Congratulations! The Acme Axegrinders, which you own, are the regular season champions of the National Squishyball League (NSL). Your team will now play a championship series against the Boondocks Barbarians, which had the second-best regular season record. You feel good about Acme’s chances in the series because Acme won exactly 60 percent of the hundreds of games it played against Boondocks this season. (The NSL has an incredibly long regular season.) The NSL has two special rules for the playoffs:
1. The owner of the top-seeded team (i.e., you) gets to select the length of the championship series in advance of the first game, so you could decide to play a single game, a best two out of three series, a three out of five series, etc., all the way up to a 50 out of 99 series.
2. The owner of the winning team gets 1 million minus 10,000 for each of the victories required to win the series, regardless of how many games the series lasts in total. Thus, if the top-seeded team’s owner selects a single-game championship, the winning owner will collect 990,000. If he or she selects a 4 out of 7 series, the winning team’s owner will collect 960,000. The owner of the losing team gets nothing.

Since Acme has a 60 percent chance of winning any individual game against Boondocks, Rule 1 encourages you to opt for a very long series to improve Acme’s chances of winning the series. But Rule 2 means that a long series will mean less winnings for you if Acme does take the series.

How long a series should you select in order to maximize your expected winnings? And how much money do you expect to win?

Let's go for an easy win right away: it's trivial to calculate the prize pool for a given series length: $prize = 1,000,000 - 10,000n$, where $n$ is the number of wins required to win the series. A series of length 7, for example, requires 4 wins, and in general, a series of $z$ requires $\lfloor{z/2}\rfloor+1$ wins, which we can implement in python as n = z//2+1.

However, the more difficult part of the problem requires us to calculate the probability of winning a series of length 1, 3, 5, ..., 99. Let's start with simple cases and work our way up from there.

The probability of winning a "series" of 1 game is simply the probability of winning that single game, $p=0.6$. The probability of winning a series of 3 games is the probability of winning two games before our opponent wins two games. There are a few ways this can happen. We can win the first two games with probability $p^2$, or we can win one of the first two games plus the third game, with probability $\binom{2}{1}qp^2$. Therefore the probability of winning the series is $p^2 + \binom{2}{1}qp^2$.
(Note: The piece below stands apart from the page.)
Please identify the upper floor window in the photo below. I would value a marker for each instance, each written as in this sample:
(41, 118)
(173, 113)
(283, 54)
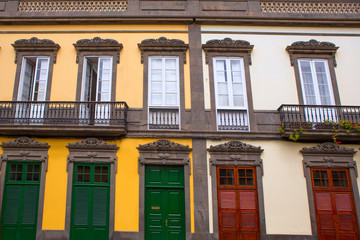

Now we can derive a pattern for the probability of winning a series of length $z$. Let's take a series of 5:

$\binom{2}{0}q^0p^3 + \binom{3}{1}q^1p^3 + \binom{4}{2}q^2p^3$

and a series of 7:

$\binom{3}{0}q^0p^4 + \binom{4}{1}q^1p^4 + \binom{5}{2}q^2p^4 + \binom{6}{3}q^3p^4$

The pattern consists of four elements:

1. Each term in the pattern is multiplied by $p^n$, where n is the number of games required to win the series, e.g. 4 for a best-of-seven
2. Each term in the pattern is multiplied by $q$ raised to an increasing power, e.g. 0, 1, 2, ..., for the possible number of games the opponent can win without winning the series
3. The top term of the binomial sequence starts at one-minus the number of games required to win the series, e.g. 3 for a best-of-seven, and continues until one-minus the total number of games in the series, e.g. 6 for a best-of-seven
4. The bottom term of the binomial sequence starts at zero and continues to one-minus the number number of games required to win the series

Therefore, we can write a function that expresses the probability of winning a series for a given series length by calculating each of the four elements. For example, the probability of winning a series of 17:

$\binom{8}{0}q^0p^9 + \binom{9}{1}q^1p^9 + \binom{10}{2}q^2p^9 + \binom{11}{3}q^3p^9 + \ ...\ + \binom{16}{8}q^8p^9$

This isn't the most elegant way of solving it, but it is a fun application of arrays in python:

import numpy as np

def win_pct(series_length, p=0.6):
"""
Probability of winning a series of series_length,
given a win percent, p, for any single game

Parameters
----------
series_length : int, the max length of the series
p : float, between 0 and 1, the probability of
winning any single game

Returns
-------
win_pct : float, between 0 and 1, the probability
of winning the overall series
"""
a = np.arange(series_length//2,series_length)
b = np.arange(series_length//2+1)
c = comb(a,b) * (1-p)**b * p**(series_length//2+1)

return c.sum()


Once we calculate the probability of winning series with lengths 1 through 99, we simply multiply by the prize amount for that series. We then select the series length that maximizes the expected winnings. In this case, a series of length 25, which requires 13 wins, will earn $870,000. The Acme Axegrinders will win a 25 game series 84.6% of the time, which translates to an expected value of$736,222.